# Introduction to Pandas and 🚀 Project

* * * 

### Icons used in this notebook
🔔 **Question**: A quick question to help you understand what's going on.<br>
🥊 **Challenge**: Interactive excersise. We'll work through these in the workshop!<br>
💭 **Reflection**: Helping you think about programming.<br>
⚠️ **Warning**: Heads-up about tricky stuff or common mistakes.<br>
💡 **Tip**: How to do something a bit more efficiently or effectively.<br>
🎬 **Demo**: Showing off something more advanced – so you know what Python can be used for!<br>

### Learning Objectives
1. [Importing Libraries](#lib)
2. [Importing Data from Files](#data)
3. [Working with Pandas](#pandas)
4. [🚀 Project](#project)


<a id='lib'></a>

# Importing Libraries

A **library** refers to a reusable chunk of code. Usually, a Python library contains a collection of related functionalities.

We have already been using Python's [standard library](https://docs.python.org/3/library/) - it comes ready and loaded with Python. We've also used `pandas` to work with data frames. Today, we will expand on our Pandas knowledge and do our first data science project.

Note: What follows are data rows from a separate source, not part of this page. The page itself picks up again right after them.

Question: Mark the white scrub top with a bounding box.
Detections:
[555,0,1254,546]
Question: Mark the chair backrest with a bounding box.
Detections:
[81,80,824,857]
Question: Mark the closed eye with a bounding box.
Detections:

Before we can use a library like Pandas, we have to **import** it into the current session.
Importing is done with the `import` keyword. We simply run `import [PACKAGE_NAME]`, and everything inside the package becomes available to use.

Let's import the `numpy` module, which has a lot of useful functions for working with numerical data. Let's access a function from this module using dot notation.

In [None]:
import numpy

print('The mean of [1,4,5] is:', numpy.mean([1,4,5]))

For many packages, like `numpy`, there is an **alias**, or nickname that they are often imported as. For common packages (especially those with long names), it saves a lot of typing when you use a nickname. For example, `numpy` is usually imported as below:

In [None]:
import numpy as np

print('mean of [1,4,5] is:', np.mean([1,4,5]))

There are very common abbreviations used for some of the more popular libraries, including:

* `pandas` -> `pd`
* `numpy` -> `np`
* `matplotlib` -> `plt`
* `statsmodels.api` -> `sm`

⚠️ **Warning**: Sometimes aliases can make programs harder to understand, since readers must learn your program's aliases. Be very intentional about using aliases!

### Help!

How do we know what we can do with `numpy`? Usually, packages provide **documentation** which explain these components. We can access this documentation with the `help` function:

In [None]:
help(numpy)

You can also view documentation [online](https://docs.python.org/3/library/math.html). 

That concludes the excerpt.